City governments and their citizens could focus on four approaches to applying their power against corporate interests.

  • Ensure the master plan represents the best interests of the community and apply its rules.

    • A master plan typically includes analysis, recommendations, and proposals for a city’s economy, housing, transportation, community facilities, and land use, including zoning regulations and development standards.

    • The plan show include an exhaustive analysis of the costs and benefits of those elements to the public good, not just private business.

    • The plan represents the rules that give cities authority that they then have the responsibility and financial capacity to act on to for the public good.

    • For example, housing developers often make special requests of city planning commissions regarding easements and heights of new buildings.

    • These “variances” are essentially outside the rules.

    • Cities do not have to accommodate developers, but they often do, allowing a few extra floors to be built, for example.

  • Set up a local municipal authority

    • It can provide services like electricity, water, gas, internet, telephone services, and garbage removal.

    • Top priorities are health, safety, and quality of life because they are owned by the public and workers.

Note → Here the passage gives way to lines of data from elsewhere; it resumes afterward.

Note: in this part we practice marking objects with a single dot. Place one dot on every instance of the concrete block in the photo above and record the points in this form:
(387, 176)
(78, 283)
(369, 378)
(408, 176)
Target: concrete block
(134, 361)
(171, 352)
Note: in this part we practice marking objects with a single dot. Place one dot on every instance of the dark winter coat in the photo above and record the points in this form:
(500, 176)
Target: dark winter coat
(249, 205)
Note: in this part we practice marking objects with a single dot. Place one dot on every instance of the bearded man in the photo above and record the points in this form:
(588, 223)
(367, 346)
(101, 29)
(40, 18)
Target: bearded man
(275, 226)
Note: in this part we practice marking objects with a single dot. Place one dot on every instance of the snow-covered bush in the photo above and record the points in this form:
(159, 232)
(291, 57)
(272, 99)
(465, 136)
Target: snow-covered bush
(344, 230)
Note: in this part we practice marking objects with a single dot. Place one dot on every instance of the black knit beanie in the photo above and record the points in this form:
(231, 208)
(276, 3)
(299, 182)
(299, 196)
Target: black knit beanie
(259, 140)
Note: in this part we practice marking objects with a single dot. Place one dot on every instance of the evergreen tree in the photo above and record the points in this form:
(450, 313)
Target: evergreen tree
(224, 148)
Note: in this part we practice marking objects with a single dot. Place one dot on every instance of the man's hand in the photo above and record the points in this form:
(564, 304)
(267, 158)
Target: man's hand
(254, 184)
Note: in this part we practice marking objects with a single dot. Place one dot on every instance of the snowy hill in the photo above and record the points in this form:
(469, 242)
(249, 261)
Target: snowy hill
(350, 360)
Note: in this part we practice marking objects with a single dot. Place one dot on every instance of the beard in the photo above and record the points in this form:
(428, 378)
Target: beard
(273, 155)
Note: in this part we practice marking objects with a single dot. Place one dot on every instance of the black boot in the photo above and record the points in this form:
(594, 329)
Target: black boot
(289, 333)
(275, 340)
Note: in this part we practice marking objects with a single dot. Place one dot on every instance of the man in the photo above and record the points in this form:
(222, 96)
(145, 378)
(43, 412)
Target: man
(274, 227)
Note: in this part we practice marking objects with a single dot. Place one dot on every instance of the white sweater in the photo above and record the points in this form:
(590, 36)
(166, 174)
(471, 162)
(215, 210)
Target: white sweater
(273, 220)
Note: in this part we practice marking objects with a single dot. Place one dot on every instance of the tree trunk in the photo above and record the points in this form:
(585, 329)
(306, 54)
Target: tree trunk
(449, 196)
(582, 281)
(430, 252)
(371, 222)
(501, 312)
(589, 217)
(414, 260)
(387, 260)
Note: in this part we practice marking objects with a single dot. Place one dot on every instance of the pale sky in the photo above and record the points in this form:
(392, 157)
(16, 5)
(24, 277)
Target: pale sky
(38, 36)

    • They allow for new funding models that can accelerate our transition to a safe and renewable grid, while reducing the burden on people who are already paying too much.”

  • Take the risk of thinking and acting like the private sector. Cities are not going anywhere, so they can afford to take a little risk and ask for as much as they can until the other party walks away.

  • Figure out how to leverage all their assets to make municipalities better for the people by taking an inventory of their resources.

    • Many cities have buildings which can generate electricity, land for affordable housing, and debt capacity to fund development for its citizens.

    • Cities use financing capacity to generate capital for conventions centers, sports facilities that cost tens of millions of dollars.

    • If cities want to build affordable housing, for example, they can argue that all they want is the same funding that financed a stadium or convention center AND it’s good for citizens.